2012-09-09 09:02:46 | アート・文化

陶芸仲間が、三輪壽雪さんのお茶碗でお抹茶が頂ける、と教えてくれた。壽雪さんはあちこちで見ているが、竹橋の近代美術館の工芸館での荒川豊三、三輪休雪・壽雪展は圧巻だった。荒川豊三さんの志野、休雪、壽雪さんの萩、萩の方が温かみがあると感じた。おそらく土と釉の違いだろう。

月末に萩に行く。問い合わせると、萩美術館も山口美術館も、所蔵品に萩焼の名品はあるのだが、ちょうど旅行中に萩焼の展示はない。そこで、人間国宝美術館にある萩焼を、触れられる、という言葉にもひかれて、見に行ったのである。

                                                

受付でチケットを買いながら、横に並んでいる茶碗をじろじろ眺めていた。萩はない。「壽雪さんの茶碗でお抹茶が頂けると教えてもらったから来たんだけど・・」というと、「9月で入れ替えました」という。「あ~ら、残念、触りたかったのに」

4階は橋本雅邦の虎の屏風が展示されていた。モニターで、この作品の解説が流れていたが、それは見ずに直接作品を眺めた。もちろん、雅邦は知っている。絵の虎はさすがに重量感も存在感もあるが、目が何とも優しかった。

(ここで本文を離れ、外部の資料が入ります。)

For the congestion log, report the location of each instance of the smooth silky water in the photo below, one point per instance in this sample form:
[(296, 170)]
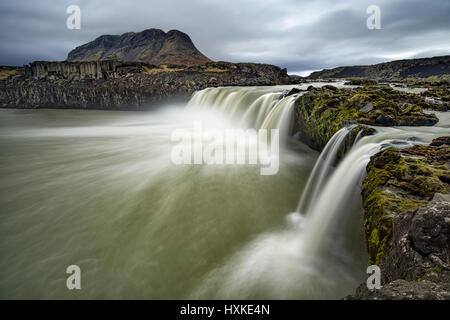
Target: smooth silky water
[(99, 190)]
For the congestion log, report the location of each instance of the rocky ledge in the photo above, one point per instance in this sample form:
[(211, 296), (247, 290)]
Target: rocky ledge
[(407, 222), (118, 85), (405, 192), (321, 112)]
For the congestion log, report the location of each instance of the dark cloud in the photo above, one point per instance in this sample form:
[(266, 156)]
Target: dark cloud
[(299, 35)]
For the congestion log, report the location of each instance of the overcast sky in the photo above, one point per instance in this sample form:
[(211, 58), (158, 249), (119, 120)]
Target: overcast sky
[(300, 35)]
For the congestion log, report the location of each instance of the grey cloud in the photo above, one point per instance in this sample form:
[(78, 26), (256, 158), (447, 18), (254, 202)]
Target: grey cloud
[(299, 35)]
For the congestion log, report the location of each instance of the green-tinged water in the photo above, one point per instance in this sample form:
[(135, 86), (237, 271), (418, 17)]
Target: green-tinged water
[(98, 190)]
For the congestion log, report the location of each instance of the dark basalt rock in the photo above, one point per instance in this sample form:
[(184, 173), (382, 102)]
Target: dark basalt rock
[(321, 112), (118, 85), (440, 141), (152, 46), (407, 221)]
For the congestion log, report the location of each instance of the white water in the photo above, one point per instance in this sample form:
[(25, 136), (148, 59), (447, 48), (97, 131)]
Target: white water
[(98, 189), (320, 253)]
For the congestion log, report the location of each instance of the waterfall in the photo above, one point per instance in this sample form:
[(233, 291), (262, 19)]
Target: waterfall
[(320, 251), (249, 107), (322, 169)]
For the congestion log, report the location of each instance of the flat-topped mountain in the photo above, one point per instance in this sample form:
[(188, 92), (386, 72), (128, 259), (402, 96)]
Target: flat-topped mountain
[(399, 69), (152, 46)]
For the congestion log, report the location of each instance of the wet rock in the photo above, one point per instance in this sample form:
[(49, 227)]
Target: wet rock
[(124, 86), (440, 141), (404, 290), (407, 222)]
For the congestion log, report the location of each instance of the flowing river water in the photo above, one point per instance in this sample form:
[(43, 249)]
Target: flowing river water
[(98, 189)]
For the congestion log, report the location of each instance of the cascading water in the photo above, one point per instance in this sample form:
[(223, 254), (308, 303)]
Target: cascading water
[(321, 251), (98, 189)]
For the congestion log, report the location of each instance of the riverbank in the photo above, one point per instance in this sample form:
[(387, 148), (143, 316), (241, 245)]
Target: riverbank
[(131, 86), (405, 193)]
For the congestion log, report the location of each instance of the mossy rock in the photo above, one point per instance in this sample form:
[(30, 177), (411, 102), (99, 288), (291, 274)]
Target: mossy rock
[(398, 182)]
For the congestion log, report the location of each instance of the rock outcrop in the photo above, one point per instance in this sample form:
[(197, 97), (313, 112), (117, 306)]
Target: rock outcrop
[(124, 86), (152, 46), (407, 221)]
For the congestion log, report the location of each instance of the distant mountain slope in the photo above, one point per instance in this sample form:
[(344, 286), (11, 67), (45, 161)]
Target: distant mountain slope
[(400, 69), (152, 46)]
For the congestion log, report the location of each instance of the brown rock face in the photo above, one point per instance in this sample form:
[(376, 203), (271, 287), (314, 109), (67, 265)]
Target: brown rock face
[(152, 46)]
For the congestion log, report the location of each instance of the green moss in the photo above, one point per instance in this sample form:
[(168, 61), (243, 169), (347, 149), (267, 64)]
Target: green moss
[(398, 182)]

段差を気にしながら、手すりにつかまり3階に降りた。入り口わきの小部屋の展示物が替わっている。速水御舟の「炎舞」があった。「えっ、なんでこれがここにあるの?確か山種の物の筈?借りたのかしら?」よく見ると複製だった。「だろうね~」

                                                  

展示室に入って、「あら~、展示が様変わりしている!」と声をあげた。小さな美術館は、おなじみのものがどこにあるか覚えているから楽しんだが・・、こうがらりと展示が替わると、違和感がある。おそらく収蔵品がたくさんあるから、こういう展示ができるんだろうが。

                                                

展示棚の後ろの壁に、かなり大きな絵が並んでかかっている。それぞれの絵もいいし、陶磁器もいいのだが、こういう、せせっこましい飾り方をされると、絵もよさも、陶磁器のよさもお互いに消しあって、双方の魅力が半減されてしまっている。もったいないかぎり。学芸員のセンスなんだろうか?                          もうひとつ気になったのはライト。プロが選んでいるのだろうが、ライトの色が気にかかった。濁手の白が、伊万里の白のように青みがかって見えるのだ。濁手とは米のとぎ汁の色、温かみのある乳白色が特徴の筈。

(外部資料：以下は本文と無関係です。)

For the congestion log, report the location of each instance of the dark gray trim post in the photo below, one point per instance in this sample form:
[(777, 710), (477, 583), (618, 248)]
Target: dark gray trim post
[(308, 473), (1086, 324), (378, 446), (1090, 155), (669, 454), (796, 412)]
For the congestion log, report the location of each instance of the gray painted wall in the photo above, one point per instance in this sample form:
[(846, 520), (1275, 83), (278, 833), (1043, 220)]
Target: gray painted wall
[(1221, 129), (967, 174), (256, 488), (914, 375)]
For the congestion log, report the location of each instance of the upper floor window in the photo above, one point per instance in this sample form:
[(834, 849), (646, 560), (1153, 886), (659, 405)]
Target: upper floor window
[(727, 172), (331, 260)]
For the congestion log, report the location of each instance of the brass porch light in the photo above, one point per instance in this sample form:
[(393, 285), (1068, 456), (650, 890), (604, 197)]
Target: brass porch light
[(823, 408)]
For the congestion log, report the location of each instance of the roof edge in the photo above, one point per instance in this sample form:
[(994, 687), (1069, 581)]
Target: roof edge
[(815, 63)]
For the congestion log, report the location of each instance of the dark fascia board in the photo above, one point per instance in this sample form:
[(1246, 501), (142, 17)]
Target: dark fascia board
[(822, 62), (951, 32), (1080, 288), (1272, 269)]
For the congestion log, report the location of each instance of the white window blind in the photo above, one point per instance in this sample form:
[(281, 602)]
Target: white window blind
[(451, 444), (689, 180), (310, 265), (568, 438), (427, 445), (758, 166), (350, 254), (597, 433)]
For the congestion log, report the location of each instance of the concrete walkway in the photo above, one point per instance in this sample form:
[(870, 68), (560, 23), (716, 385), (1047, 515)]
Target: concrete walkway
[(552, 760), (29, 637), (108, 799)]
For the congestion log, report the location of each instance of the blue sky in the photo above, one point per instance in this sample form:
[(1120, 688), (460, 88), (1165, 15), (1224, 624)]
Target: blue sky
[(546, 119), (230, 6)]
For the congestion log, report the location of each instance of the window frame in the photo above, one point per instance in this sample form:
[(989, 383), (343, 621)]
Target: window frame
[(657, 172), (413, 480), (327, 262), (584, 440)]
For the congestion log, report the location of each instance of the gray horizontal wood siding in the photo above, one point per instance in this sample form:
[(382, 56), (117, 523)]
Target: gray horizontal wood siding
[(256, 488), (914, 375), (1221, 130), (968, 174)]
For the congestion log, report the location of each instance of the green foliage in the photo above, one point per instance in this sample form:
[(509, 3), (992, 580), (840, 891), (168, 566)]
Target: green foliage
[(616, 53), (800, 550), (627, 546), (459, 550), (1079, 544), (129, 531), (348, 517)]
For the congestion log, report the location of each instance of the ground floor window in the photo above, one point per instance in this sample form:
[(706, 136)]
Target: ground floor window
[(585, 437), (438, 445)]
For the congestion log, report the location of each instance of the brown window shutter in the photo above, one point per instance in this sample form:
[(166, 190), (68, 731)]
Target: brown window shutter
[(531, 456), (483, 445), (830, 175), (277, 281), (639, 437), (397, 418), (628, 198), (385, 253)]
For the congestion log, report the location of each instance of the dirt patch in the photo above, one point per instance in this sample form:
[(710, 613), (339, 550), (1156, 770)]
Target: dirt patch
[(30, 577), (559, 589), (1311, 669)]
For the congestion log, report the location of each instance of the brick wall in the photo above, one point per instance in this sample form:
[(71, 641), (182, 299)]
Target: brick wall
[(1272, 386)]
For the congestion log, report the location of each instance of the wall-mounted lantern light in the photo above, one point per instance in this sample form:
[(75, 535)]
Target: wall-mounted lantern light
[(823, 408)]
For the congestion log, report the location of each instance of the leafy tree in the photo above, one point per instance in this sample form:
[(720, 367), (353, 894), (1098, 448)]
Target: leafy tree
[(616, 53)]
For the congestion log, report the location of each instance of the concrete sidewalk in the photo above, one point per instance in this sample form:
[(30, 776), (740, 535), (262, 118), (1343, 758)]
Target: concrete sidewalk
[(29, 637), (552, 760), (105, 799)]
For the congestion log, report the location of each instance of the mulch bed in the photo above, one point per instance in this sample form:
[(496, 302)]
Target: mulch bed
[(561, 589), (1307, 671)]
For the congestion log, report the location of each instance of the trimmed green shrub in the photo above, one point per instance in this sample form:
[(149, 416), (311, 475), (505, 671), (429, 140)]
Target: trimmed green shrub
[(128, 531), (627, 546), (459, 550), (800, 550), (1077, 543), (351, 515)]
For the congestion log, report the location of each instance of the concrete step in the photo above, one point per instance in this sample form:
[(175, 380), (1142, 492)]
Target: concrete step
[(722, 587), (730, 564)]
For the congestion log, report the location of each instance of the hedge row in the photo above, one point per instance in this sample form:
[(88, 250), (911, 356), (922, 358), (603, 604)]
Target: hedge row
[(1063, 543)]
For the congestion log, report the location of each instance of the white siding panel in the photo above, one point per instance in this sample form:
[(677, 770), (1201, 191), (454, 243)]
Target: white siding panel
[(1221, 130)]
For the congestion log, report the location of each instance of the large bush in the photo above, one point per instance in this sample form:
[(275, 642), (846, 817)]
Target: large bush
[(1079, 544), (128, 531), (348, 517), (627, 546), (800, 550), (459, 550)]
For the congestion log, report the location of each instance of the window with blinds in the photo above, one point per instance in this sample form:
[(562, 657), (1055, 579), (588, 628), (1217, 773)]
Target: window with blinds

                                                                                                                           

聞かなかったがキャッチとして、美術品の値段あてが組まれていたみたいだ。有名作家の作品の横には、これがいくらか?と貼ってある。別に値段で美術品を見ないから関心を持たなかったが、俗っぽい企画。なるほど、その俗っぽさが今回の展示に表れているのかも。

                                                                                                                           

値段あてっこの中に、荒川豊三と三輪壽雪の抹茶茶碗も並んでいた。豊三はちょっとピンクがかったいかにも豊三らしい志野、壽雪はあの三輪白の、八分立ての生クリームのような萩。でも並んでいる二つは豊三作品の方が柔らかで温かみがある。

三輪さんのなんてとても買えないけど、この柔らかな白のかかった、日常茶碗、新進作家のでいいから、あったら買ってこよう、なんて言っている。手頃な値段で買えればの話。

                                                

お抹茶をいただくのに、私は勅使河原宏さんの茶碗を選んだ。宏さんはお花の勅使河原蒼風さんの長男で、マルチな芸術活動家だ。酒田の土門拳記念館も彼が設計した、と訪ねたとき聞いた。茶碗は持った感じはいいが、しかし、なにかいまいちだった。お薄も美味しくなかった。名品に直にふれてお茶が頂けるのが楽しみなんだが。